Cassandra noted the unique impact this landscape has on refugee mothers and mothers-to-be:

“Any time you’re having a baby, that is obviously a time of huge change. When you combine that with what feels like a lot of antiimmigrant rhetoric, it all has an effect on your physical health or even your decision to seek medical care.”

These concerns join other longstanding challenges that Exodus will work to address in their new pregnancy services.

Those other challenges include language barriers, navigating the American health system and providing a local support network for individuals who may be on their own.

“Compared to what many of our refugee mothers have experienced in other places, prenatal care in the U.S. is just really different. Keep in mind, some of the mothers we work with have waited in refugee camps for three, five, even ten or more years. This is often their first pregnancy—certainly, their first in the U.S.”

But individually, refugee mothers are no different than any other.

“All new moms want the same thing for their babies,” Cassandra said. “They want them healthy, happy and well cared for.”

In lieu of traditional support systems like a spouse or other family, Exodus staff are able to provide services that help new mothers find their way.

“A lot of what we’re doing for refugee mothers is through staff consultation and coordination.”

That means sitting and talking with women about where to go, what to do and who to talk to.

“Transportation is also a huge factor,” Cassandra said. “Getting to a hospital that’s on public transit is hard enough, let alone if the bus is late or breaks down.” Exodus staff provide transportation when possible as well as vouchers for ride share programs like Lyft and Uber when public transit isn’t feasible.

And while even many American-born residents feel tremendously stressed navigating the health system, refugee mothers are at even greater disadvantage.

“We provide classes about U.S. healthcare, what it looks like and requires,” Cassandra said.

Similarly reassuring are the connections with other refugee mothers that Exodus enables. Women who have already been through the refugee experience as mothers are able to offer guidance that is both practical and credible.

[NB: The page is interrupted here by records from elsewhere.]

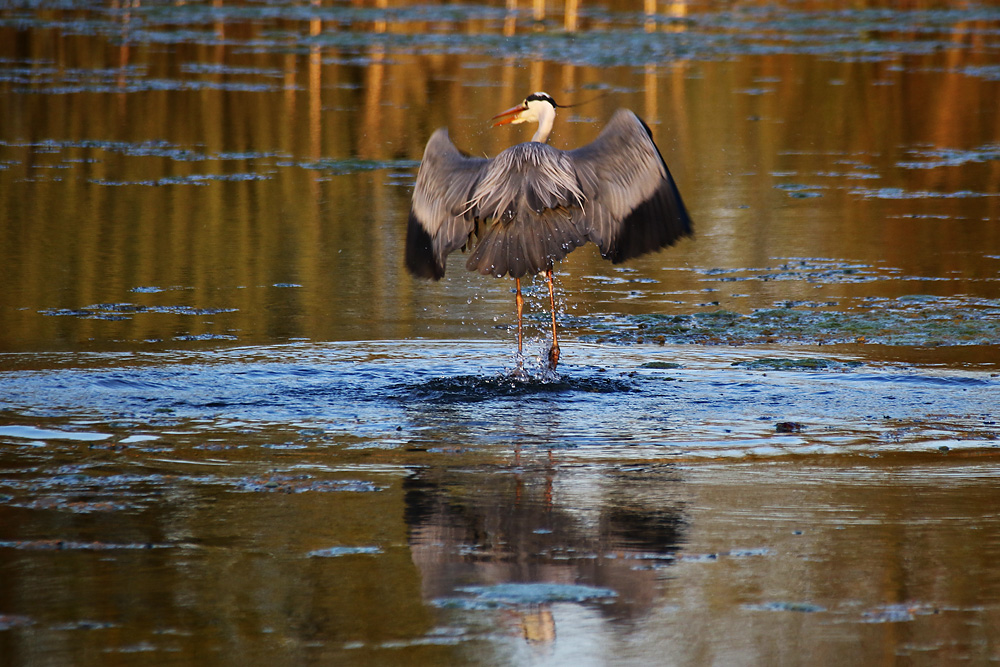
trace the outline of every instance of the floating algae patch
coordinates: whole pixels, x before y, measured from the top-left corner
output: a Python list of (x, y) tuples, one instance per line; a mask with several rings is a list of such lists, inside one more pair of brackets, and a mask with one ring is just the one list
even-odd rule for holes
[(328, 549), (316, 549), (306, 554), (309, 558), (337, 558), (339, 556), (354, 556), (357, 554), (378, 555), (382, 553), (381, 547), (330, 547)]
[[(74, 3), (71, 3), (74, 4)], [(889, 60), (901, 55), (928, 55), (944, 49), (974, 48), (995, 34), (1000, 20), (996, 8), (969, 7), (893, 11), (840, 9), (800, 11), (787, 6), (671, 14), (611, 11), (582, 7), (591, 24), (583, 31), (561, 29), (560, 21), (537, 20), (527, 9), (475, 4), (369, 8), (343, 4), (302, 5), (276, 0), (250, 5), (202, 3), (141, 3), (130, 5), (123, 31), (118, 11), (75, 7), (71, 18), (18, 11), (0, 16), (0, 27), (53, 30), (62, 35), (102, 35), (126, 44), (200, 44), (242, 48), (254, 53), (296, 53), (311, 49), (340, 54), (472, 54), (545, 59), (591, 66), (634, 66), (680, 59), (720, 60), (732, 55), (811, 55), (831, 60)], [(507, 31), (510, 21), (530, 30)], [(303, 36), (301, 25), (322, 22), (337, 29)], [(388, 22), (394, 30), (375, 26)], [(469, 24), (477, 29), (467, 29)], [(216, 29), (219, 25), (253, 24), (252, 31)], [(662, 29), (650, 30), (658, 26)], [(979, 39), (956, 42), (950, 36), (960, 26), (963, 35)], [(913, 38), (912, 35), (919, 35)], [(807, 38), (803, 38), (803, 36)], [(48, 68), (43, 75), (28, 68), (8, 75), (26, 92), (136, 92), (143, 90), (275, 90), (285, 84), (274, 68), (218, 67), (188, 63), (180, 76), (148, 79), (141, 67), (126, 69), (124, 79), (115, 68), (69, 75)], [(124, 69), (124, 68), (123, 68)], [(967, 67), (969, 76), (994, 80), (990, 65)], [(203, 80), (208, 75), (210, 80)], [(260, 81), (231, 80), (252, 75)], [(225, 80), (217, 80), (224, 78)]]
[(763, 602), (761, 604), (746, 604), (744, 609), (750, 611), (794, 611), (804, 614), (814, 614), (826, 611), (825, 607), (811, 602)]
[(322, 171), (332, 176), (357, 174), (362, 171), (379, 169), (416, 169), (420, 163), (416, 160), (365, 160), (361, 158), (341, 158), (312, 160), (308, 162), (279, 162), (279, 167), (301, 167)]
[(209, 185), (214, 182), (242, 182), (242, 181), (267, 181), (271, 179), (270, 174), (241, 173), (241, 174), (191, 174), (189, 176), (167, 176), (164, 178), (147, 179), (141, 181), (110, 181), (106, 179), (94, 179), (90, 182), (94, 185), (107, 185), (113, 187), (144, 185), (160, 187), (164, 185)]
[(65, 155), (67, 160), (79, 159), (80, 153), (93, 156), (119, 155), (134, 158), (166, 158), (174, 162), (208, 162), (232, 160), (262, 160), (280, 157), (274, 152), (210, 152), (204, 146), (183, 146), (162, 139), (146, 141), (113, 141), (107, 139), (41, 139), (37, 141), (0, 141), (11, 149), (30, 149), (34, 153)]
[[(143, 34), (149, 42), (178, 43), (193, 41), (214, 44), (218, 37), (210, 31), (190, 30), (189, 36), (177, 34), (176, 24), (206, 25), (202, 13), (191, 14), (184, 7), (160, 9), (155, 30)], [(161, 6), (162, 7), (162, 6)], [(213, 7), (213, 10), (215, 8)], [(220, 8), (221, 9), (221, 8)], [(982, 30), (989, 34), (990, 26), (971, 28), (975, 21), (995, 21), (992, 9), (940, 11), (790, 11), (788, 7), (758, 8), (754, 11), (690, 13), (678, 18), (669, 15), (649, 15), (638, 12), (614, 12), (587, 7), (581, 15), (596, 18), (597, 24), (585, 31), (568, 32), (552, 21), (535, 21), (529, 12), (503, 12), (475, 6), (420, 6), (410, 11), (383, 10), (373, 19), (369, 9), (309, 7), (307, 20), (334, 21), (345, 29), (326, 30), (302, 37), (296, 20), (302, 8), (274, 3), (269, 7), (269, 27), (266, 34), (256, 34), (252, 48), (264, 51), (302, 52), (311, 48), (340, 53), (362, 53), (376, 48), (386, 54), (504, 54), (522, 60), (545, 59), (552, 62), (589, 66), (634, 66), (637, 63), (668, 62), (681, 59), (718, 60), (739, 55), (812, 55), (827, 59), (884, 60), (901, 54), (926, 55), (938, 50), (956, 48), (948, 34), (956, 24), (965, 24), (963, 32)], [(145, 9), (138, 10), (139, 13)], [(225, 10), (228, 12), (229, 10)], [(212, 23), (218, 16), (245, 20), (240, 14), (210, 12)], [(325, 16), (331, 18), (324, 18)], [(333, 18), (336, 17), (336, 18)], [(255, 16), (260, 18), (260, 15)], [(476, 31), (463, 30), (460, 24), (481, 20)], [(505, 33), (505, 21), (530, 24), (532, 30)], [(281, 21), (285, 20), (285, 23)], [(391, 21), (399, 29), (394, 32), (373, 32), (373, 21)], [(651, 31), (653, 23), (664, 30)], [(433, 25), (426, 28), (404, 29), (403, 26)], [(167, 28), (172, 29), (167, 29)], [(677, 29), (680, 28), (680, 29)], [(899, 39), (896, 33), (921, 32), (921, 39)], [(808, 39), (803, 39), (803, 32)], [(228, 38), (228, 35), (227, 35)], [(983, 73), (985, 76), (989, 72)]]
[(496, 609), (554, 602), (600, 602), (618, 596), (618, 593), (610, 588), (580, 584), (506, 583), (494, 586), (466, 586), (459, 590), (471, 593), (474, 597), (439, 598), (434, 603), (439, 607), (453, 609)]
[[(997, 71), (1000, 73), (1000, 68)], [(971, 150), (933, 148), (911, 149), (907, 152), (913, 156), (913, 159), (896, 163), (903, 169), (937, 169), (938, 167), (960, 167), (970, 163), (1000, 161), (1000, 144), (985, 144)]]
[(27, 616), (18, 616), (16, 614), (0, 614), (0, 631), (10, 630), (11, 628), (22, 628), (29, 625), (34, 625), (35, 621)]
[(976, 190), (938, 192), (935, 190), (907, 190), (905, 188), (854, 188), (850, 194), (863, 199), (980, 199), (1000, 196), (996, 192)]
[(250, 493), (372, 493), (384, 488), (364, 480), (325, 480), (315, 479), (311, 475), (271, 475), (266, 478), (247, 478), (236, 481), (234, 485), (240, 491)]
[(869, 609), (861, 616), (865, 623), (905, 623), (938, 611), (937, 607), (922, 602), (900, 602)]
[(167, 488), (189, 480), (169, 475), (102, 474), (85, 466), (53, 472), (7, 471), (0, 505), (36, 511), (102, 514), (150, 507)]
[(183, 545), (154, 542), (79, 542), (60, 539), (0, 540), (0, 549), (18, 549), (21, 551), (116, 551), (120, 549), (169, 549), (174, 546)]
[(835, 359), (817, 357), (807, 357), (805, 359), (765, 357), (763, 359), (734, 361), (732, 365), (753, 371), (831, 371), (857, 368), (863, 364), (860, 361), (837, 361)]
[(891, 270), (868, 264), (851, 264), (839, 260), (799, 258), (789, 259), (778, 266), (747, 268), (698, 269), (706, 280), (717, 282), (807, 282), (818, 284), (869, 283), (893, 276)]
[(593, 321), (582, 340), (701, 345), (875, 343), (914, 347), (1000, 344), (1000, 302), (901, 297), (850, 310), (769, 308)]
[[(135, 290), (133, 290), (135, 291)], [(219, 315), (235, 313), (238, 308), (195, 308), (193, 306), (142, 306), (134, 303), (96, 303), (82, 308), (46, 308), (38, 311), (50, 317), (79, 317), (85, 320), (128, 320), (133, 315)]]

These connections are especially important for new and expecting mothers. In many cases, they have travelled to the U.S. without their spouse or family, expecting to be joined by them at a later date.

Due to U.S. pauses in refugee resettlement, that later date has become an indeterminate future for many refugee families. For the time being, Cassandra notes that the case manager funded by the Women in Health grant becomes that support.

Though they aren’t a spouse or immediate family member, you have your case manager that you can reach out to. She’s going to do everything she can to help navigate pregnancy, saying ‘Don’t worry, this is OK,’ or ‘Yeah, we should get this checked out.’ Where there might have been nobody, now there’s at least some trusted support.”

 


This article was published within the August 2025 issue of the Women’s Fund’s Diane magazine.